In the Sermon on the Mount Jesus describes the path to the kingdom: “Blessed are the poor in spirit, for theirs is the kingdom of heaven. Blessed are those who mourn, for they will be comforted. Blessed are the meek, for they will inherit the earth. Blessed are those who hunger and thirst for righteousness, for they will be filled. Blessed are the merciful, for they will be shown mercy. Blessed are the pure in heart, for they will see God. Blessed are the peacemakers, for they will be called sons of God. Blessed are those who are persecuted because of righteousness, for theirs is the kingdom of heaven. Blessed are you when people insult you, persecute you and falsely say all kinds of evil against you because of me” (Matthew 5:3-11).   

If we could see and understand the things the way the Bible presents them, we would not be opposed to holy living (righteousness).
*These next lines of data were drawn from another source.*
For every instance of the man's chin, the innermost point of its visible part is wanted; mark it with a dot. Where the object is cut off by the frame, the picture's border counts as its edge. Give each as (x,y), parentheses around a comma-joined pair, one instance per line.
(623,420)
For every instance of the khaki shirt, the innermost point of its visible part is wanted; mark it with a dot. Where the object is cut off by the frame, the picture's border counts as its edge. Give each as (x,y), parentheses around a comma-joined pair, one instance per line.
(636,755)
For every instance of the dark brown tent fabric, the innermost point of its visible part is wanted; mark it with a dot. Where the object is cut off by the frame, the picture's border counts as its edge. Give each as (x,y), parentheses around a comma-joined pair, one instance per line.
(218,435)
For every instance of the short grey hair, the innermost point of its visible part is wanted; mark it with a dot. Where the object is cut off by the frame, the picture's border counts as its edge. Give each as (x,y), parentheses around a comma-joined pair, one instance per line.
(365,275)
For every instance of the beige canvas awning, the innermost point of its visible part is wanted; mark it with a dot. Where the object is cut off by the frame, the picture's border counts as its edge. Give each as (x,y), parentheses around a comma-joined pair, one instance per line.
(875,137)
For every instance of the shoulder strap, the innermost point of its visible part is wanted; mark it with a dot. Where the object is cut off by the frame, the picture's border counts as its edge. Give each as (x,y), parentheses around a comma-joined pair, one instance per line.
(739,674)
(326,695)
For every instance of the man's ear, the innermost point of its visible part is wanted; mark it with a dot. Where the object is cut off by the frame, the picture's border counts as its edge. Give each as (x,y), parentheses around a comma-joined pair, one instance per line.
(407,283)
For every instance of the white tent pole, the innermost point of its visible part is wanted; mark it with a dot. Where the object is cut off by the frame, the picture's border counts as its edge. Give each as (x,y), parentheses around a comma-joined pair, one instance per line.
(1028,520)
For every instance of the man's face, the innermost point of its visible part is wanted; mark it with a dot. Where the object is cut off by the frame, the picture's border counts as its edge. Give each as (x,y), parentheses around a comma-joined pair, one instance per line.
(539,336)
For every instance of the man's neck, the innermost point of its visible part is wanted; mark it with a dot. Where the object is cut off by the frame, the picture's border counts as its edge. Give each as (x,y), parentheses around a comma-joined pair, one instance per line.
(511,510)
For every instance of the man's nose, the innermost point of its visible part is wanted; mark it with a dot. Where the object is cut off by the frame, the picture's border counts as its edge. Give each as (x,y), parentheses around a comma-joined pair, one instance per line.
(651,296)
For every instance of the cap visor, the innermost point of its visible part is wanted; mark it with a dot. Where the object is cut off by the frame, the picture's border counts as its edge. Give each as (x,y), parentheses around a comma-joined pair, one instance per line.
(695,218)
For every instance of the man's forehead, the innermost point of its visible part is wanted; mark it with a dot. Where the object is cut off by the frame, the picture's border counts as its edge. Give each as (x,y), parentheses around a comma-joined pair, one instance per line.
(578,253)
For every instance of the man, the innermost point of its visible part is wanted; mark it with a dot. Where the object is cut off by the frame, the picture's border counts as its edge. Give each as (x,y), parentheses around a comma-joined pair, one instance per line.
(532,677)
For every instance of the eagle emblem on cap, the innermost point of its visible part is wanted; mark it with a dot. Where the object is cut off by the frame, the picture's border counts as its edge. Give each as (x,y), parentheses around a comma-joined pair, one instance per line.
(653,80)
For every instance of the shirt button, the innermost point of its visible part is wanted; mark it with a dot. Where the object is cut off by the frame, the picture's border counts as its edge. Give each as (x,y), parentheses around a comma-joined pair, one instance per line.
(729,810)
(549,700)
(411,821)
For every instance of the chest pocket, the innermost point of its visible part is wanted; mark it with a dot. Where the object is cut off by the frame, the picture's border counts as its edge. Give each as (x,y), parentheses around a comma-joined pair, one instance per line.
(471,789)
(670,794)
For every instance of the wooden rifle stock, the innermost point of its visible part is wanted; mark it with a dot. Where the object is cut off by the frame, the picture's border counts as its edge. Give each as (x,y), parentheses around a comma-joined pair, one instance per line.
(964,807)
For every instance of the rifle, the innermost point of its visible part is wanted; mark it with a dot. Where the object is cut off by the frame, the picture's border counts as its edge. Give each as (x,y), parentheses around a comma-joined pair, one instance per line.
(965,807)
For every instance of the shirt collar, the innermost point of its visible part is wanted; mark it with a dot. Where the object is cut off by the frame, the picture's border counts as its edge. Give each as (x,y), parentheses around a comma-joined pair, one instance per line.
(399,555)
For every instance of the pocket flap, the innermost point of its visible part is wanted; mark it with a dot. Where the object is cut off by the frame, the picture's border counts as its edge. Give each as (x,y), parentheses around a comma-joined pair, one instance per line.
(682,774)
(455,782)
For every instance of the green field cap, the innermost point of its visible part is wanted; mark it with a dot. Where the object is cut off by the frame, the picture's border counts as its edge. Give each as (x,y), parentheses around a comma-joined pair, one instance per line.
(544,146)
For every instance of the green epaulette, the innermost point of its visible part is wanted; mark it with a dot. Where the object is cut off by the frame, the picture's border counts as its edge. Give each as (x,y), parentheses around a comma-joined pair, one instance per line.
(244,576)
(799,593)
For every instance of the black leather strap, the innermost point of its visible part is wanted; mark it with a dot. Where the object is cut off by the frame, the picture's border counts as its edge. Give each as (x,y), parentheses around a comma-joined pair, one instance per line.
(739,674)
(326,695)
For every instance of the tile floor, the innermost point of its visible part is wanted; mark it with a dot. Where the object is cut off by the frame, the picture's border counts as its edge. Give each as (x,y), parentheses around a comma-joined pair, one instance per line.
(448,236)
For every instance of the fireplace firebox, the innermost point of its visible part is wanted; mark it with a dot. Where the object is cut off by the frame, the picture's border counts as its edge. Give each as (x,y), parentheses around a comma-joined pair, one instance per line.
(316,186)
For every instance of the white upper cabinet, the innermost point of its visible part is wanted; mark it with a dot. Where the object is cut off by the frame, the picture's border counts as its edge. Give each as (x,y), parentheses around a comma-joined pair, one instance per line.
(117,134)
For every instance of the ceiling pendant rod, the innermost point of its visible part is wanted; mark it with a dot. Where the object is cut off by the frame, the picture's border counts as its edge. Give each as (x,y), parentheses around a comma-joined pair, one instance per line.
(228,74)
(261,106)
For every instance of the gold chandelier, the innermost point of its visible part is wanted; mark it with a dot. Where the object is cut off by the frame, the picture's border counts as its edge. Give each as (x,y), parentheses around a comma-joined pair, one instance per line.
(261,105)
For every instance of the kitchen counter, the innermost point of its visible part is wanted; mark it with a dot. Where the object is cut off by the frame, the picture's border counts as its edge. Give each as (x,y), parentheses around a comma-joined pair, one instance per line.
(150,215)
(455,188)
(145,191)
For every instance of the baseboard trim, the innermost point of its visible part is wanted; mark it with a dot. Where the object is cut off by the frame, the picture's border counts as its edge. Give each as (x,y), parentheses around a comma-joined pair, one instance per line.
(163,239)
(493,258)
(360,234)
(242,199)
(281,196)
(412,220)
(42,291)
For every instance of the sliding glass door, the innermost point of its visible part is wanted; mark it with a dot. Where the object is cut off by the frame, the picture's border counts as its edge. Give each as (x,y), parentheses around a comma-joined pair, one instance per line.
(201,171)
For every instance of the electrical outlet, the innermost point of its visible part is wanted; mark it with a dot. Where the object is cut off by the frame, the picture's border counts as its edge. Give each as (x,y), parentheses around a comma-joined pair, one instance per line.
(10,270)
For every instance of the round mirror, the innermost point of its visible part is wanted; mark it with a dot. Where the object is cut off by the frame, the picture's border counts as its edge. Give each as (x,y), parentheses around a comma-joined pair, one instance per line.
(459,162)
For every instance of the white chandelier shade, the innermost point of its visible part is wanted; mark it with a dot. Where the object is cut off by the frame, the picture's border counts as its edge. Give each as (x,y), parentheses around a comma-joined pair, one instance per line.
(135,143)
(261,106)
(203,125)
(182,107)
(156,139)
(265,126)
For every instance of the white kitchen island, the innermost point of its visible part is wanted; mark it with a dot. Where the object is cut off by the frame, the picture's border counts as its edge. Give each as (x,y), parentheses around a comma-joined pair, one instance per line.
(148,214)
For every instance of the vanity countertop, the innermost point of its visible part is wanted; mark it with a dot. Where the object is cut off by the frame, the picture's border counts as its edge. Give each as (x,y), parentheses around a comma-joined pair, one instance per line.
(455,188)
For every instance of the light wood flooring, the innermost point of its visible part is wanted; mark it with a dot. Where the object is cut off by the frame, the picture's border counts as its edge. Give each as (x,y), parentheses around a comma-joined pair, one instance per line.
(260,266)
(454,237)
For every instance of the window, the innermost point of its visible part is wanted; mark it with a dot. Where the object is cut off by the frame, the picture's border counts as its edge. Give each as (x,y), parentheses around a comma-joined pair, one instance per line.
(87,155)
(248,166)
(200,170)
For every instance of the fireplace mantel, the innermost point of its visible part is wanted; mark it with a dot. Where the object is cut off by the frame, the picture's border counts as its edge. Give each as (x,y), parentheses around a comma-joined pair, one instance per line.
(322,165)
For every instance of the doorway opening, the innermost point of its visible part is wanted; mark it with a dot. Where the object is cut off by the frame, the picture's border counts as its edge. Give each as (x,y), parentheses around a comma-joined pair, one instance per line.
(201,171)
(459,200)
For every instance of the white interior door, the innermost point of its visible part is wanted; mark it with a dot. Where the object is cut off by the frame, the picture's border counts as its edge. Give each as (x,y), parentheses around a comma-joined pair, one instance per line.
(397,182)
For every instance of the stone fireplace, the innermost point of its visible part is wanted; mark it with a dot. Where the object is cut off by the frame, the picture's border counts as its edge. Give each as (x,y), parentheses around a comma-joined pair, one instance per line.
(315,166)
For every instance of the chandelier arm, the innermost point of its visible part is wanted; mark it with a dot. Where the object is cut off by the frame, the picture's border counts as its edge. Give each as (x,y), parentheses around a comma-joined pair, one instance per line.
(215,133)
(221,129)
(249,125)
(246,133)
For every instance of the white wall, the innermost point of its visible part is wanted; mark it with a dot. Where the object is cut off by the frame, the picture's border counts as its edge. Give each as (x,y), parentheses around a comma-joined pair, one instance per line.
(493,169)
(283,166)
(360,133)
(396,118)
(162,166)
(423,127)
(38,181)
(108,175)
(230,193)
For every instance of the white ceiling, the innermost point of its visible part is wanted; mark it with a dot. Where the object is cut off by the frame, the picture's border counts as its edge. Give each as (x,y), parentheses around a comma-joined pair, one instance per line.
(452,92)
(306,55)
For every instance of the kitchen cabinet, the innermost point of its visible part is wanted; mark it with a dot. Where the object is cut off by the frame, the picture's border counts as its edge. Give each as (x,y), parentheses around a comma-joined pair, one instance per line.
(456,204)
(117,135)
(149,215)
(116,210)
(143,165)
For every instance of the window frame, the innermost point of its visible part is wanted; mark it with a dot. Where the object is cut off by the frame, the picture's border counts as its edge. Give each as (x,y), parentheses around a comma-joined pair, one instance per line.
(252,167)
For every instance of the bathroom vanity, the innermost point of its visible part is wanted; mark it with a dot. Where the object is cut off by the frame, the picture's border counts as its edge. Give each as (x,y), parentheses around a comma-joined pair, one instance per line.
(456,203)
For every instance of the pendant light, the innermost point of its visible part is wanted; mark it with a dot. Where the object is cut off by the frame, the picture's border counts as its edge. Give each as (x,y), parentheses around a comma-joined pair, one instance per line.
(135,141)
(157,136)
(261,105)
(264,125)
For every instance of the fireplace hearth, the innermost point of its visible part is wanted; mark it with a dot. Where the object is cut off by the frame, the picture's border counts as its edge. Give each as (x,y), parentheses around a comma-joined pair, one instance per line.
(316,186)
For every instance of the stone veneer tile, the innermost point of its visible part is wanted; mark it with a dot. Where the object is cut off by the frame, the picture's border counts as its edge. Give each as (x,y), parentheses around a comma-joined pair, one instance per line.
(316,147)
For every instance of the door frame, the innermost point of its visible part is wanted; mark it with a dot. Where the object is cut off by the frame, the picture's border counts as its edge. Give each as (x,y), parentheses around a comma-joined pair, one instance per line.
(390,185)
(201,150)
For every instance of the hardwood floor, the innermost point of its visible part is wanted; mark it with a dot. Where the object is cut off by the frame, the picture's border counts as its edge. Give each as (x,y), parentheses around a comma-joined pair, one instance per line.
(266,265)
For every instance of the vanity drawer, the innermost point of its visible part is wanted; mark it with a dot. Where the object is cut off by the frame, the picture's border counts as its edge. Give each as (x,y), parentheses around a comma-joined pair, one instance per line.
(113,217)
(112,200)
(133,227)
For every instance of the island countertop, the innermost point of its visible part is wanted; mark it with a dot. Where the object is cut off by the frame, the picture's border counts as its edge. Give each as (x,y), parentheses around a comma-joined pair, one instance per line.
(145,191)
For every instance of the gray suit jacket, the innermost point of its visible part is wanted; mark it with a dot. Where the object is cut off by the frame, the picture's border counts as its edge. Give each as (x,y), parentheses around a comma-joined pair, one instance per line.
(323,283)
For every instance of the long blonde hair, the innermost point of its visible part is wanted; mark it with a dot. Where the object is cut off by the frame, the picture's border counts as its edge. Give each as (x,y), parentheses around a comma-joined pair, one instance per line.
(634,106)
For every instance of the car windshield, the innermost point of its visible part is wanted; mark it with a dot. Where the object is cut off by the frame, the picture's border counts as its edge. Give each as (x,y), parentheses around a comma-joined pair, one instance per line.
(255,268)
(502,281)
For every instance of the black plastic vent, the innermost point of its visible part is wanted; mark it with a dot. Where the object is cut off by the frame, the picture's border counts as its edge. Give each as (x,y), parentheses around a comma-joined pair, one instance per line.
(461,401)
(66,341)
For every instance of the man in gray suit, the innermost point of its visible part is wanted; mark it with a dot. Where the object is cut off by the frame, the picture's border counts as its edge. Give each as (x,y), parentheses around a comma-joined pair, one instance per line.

Here is a quick look at the Beatitudes of which is a blue print for a good life: Run from the things that will destroy your life. Be a person of your word, and people will trust you. Don’t do good just to those who are good to you, be good to everyone. Make amends with those who have hurt you and work out your conflict with others. Don’t be religious for show, but be spiritual in the privacy of your own heart. Don’t be materialistic; invest your resources, your time and money into things that will last forever, like God’s ways and people. Stop judging other people; turn your concerns to your own attitudes and behavior. Guard the good things of your heart from those who would want to harm you. Treat other people in the same way you would want to be treated. Beware of false spiritual teachers; examine how they live and notice what happens to the people who follow them. Build a life on what Jesus taught and you will have a solid life on which to stand; when you do and no matter what happens you will get through it.

We are to seek the things of God as a priority over the things of the world because the kingdom of God it is of greater value than all the world’s riches. In our own lives we need to turn (repent) to the ways of God’s kingdom and righteousness, not to be good, but to live well. To find His ways is to find the kingdom. To live out His ways is to find righteousness. To find His kingdom and His righteousness is to find the life God intended you to have.  Is all your time and money spent on goods and activities that will certainly perish, or in the services of God?